HAREWOOD Bird Garden is at the centre of a heated controversy following the revelation that it is getting rid of many of its birds, closing several of its paths and making redundancies.
It is feared that as many as 80 per cent of the birds will leave the attraction, including the European storks, three of the six species of large parrot, and all the species of duck.
However, the penguins, flamingoes, crowned cranes, owls and kookaburras will remain at Harewood.
Two of the six permanent staff members will lose their jobs.
The plans were leaked to the Advertiser by a bird garden volunteer who spoke on the condition of anonymity, and were confirmed by Harewood House Trust chief executive Mike Schafer.
Mr Schafer said: “The bird garden just isn’t of the quality I expect Harewood to present to the public. It’s not delivering what we want and we’d rather do less, better.”
But he conceded that money was the main motivation for the move.
He said: “It is a cost-cutting exercise. We’re saving a considerable amount of money by doing this.
“We have to take one step back to take three forward, so that there’s a better bird garden for everyone to see.
“The public won’t be missing much, to be honest.”
He said there were no plans to close the bird garden completely and that there would be no reduction in entry fee.
Asked about the job losses, he said: “We’re very sad about that, clearly, but we’re not immune to what’s going on in the wider world and we have to find savings.”
The volunteer was more sceptical, saying: “All six keepers combined make less than the managing director.
“The management just has no knowledge of how to run an animal collection nor any appreciation of how many people come to the attraction because of the bird garden.

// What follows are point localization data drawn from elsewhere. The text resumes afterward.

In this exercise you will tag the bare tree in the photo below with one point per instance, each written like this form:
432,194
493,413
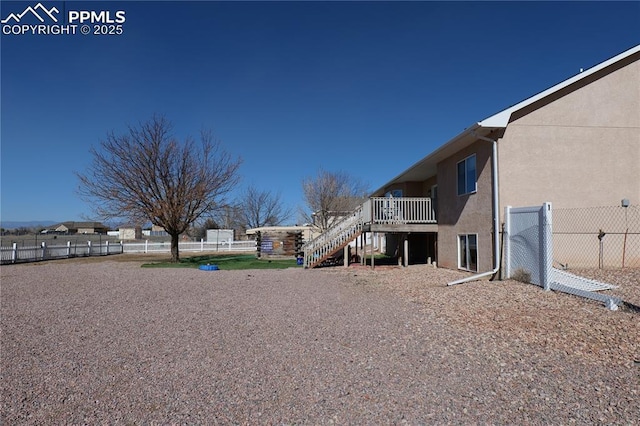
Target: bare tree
262,208
331,195
147,175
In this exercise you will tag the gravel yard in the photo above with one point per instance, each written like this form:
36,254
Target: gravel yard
111,343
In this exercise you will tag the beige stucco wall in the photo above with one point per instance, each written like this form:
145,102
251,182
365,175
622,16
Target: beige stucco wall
581,150
466,214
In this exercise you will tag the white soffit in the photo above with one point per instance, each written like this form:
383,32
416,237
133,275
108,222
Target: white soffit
501,119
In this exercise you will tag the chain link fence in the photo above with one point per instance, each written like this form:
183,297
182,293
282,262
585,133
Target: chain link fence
597,237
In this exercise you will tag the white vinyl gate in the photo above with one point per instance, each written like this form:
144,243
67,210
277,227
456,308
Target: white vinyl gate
528,250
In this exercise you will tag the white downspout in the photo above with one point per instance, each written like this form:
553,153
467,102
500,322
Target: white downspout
496,216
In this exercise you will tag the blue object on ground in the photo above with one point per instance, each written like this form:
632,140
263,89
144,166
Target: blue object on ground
209,267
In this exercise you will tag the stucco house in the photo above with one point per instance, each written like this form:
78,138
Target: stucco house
79,228
576,144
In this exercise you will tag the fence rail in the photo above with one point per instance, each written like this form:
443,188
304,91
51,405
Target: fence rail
200,246
597,237
15,254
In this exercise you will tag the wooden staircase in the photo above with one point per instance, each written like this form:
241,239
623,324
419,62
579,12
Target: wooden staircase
334,239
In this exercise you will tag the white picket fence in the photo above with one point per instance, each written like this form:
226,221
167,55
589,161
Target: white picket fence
15,254
187,246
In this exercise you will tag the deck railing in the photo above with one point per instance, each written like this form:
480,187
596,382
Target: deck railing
401,210
376,210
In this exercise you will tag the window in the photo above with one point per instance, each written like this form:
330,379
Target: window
467,175
468,252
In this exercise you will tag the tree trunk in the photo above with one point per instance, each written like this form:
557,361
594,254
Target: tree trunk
175,255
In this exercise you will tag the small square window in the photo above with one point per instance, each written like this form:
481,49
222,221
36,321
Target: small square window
468,252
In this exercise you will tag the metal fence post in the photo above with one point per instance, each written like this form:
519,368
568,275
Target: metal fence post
507,242
546,245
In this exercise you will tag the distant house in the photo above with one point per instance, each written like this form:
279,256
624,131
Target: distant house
576,145
79,228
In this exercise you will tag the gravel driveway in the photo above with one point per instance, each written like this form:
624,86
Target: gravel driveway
112,343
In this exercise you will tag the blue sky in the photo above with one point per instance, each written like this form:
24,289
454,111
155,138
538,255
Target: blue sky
363,87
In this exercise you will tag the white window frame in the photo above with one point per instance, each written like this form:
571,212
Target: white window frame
467,253
475,178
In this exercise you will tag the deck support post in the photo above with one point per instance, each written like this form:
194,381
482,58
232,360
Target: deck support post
405,253
346,255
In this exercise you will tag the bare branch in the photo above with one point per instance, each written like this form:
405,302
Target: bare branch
331,195
147,175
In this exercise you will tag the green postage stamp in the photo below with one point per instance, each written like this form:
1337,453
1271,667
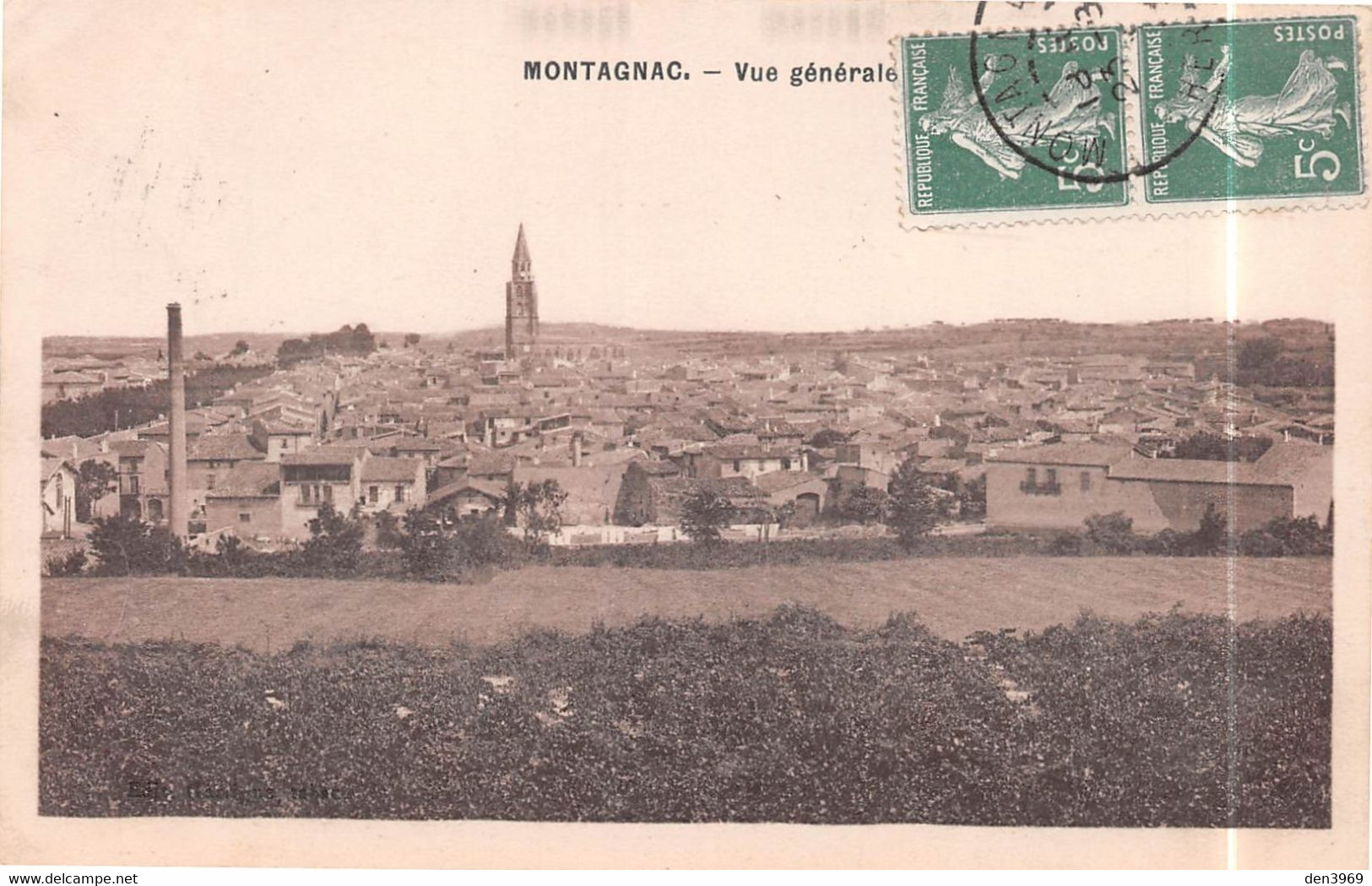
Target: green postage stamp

“Surveys have shown that over 90 per cent of the visitors to the house go into the bird garden.”
The decision to reduce the collection was taken by Mr Schafer and the chairman of trustees, David Lascelles, who has been the Earl of Harewood since his father’s death in July.
The bird garden was established by the late earl in 1969.
The fine detail has yet to be explained – Harewood House has not made a public announcement about the plans – but there appears to be disagreement between the official line and the word from the enclosures.
The volunteer, who has worked in the bird garden for two years, said that some critically endangered species that have been part of captive breeding programmes, such as the 30-strong group of Waldrapp Ibis, were slated for removal.
But Mr Schafer said: “All captive breeding programmes will continue, and Harewood will not be withdrawing from any of the many wildlife and zoological organisations it is a member of.”
The volunteer added: “All of the volunteers working in the bird garden section have also been made ‘redundant’.
“They have been asked if they wish to work in the house, but all the people doing it do it because they like the animals and being outside, so have no wish to be in the house.”
Asked if this was the case, Mr Schafer said: “Not that I’m aware of. But if there’s less work to do...
“We still have volunteers. They’re the backbone of everything we do at Harewood.”
He added that although the trustees had decided that the bird garden should be reduced in size, they did not know how long it would take or how the attraction would end up.
He said: “Are we going to have a huge area for penguins, or more space for the natural species, with hides set up for visitors?
“We don’t know yet. These are things we’re going to have to decide.
“The process will take as long as it takes. In the meantime, it’s business as usual – we’re just reducing in size.”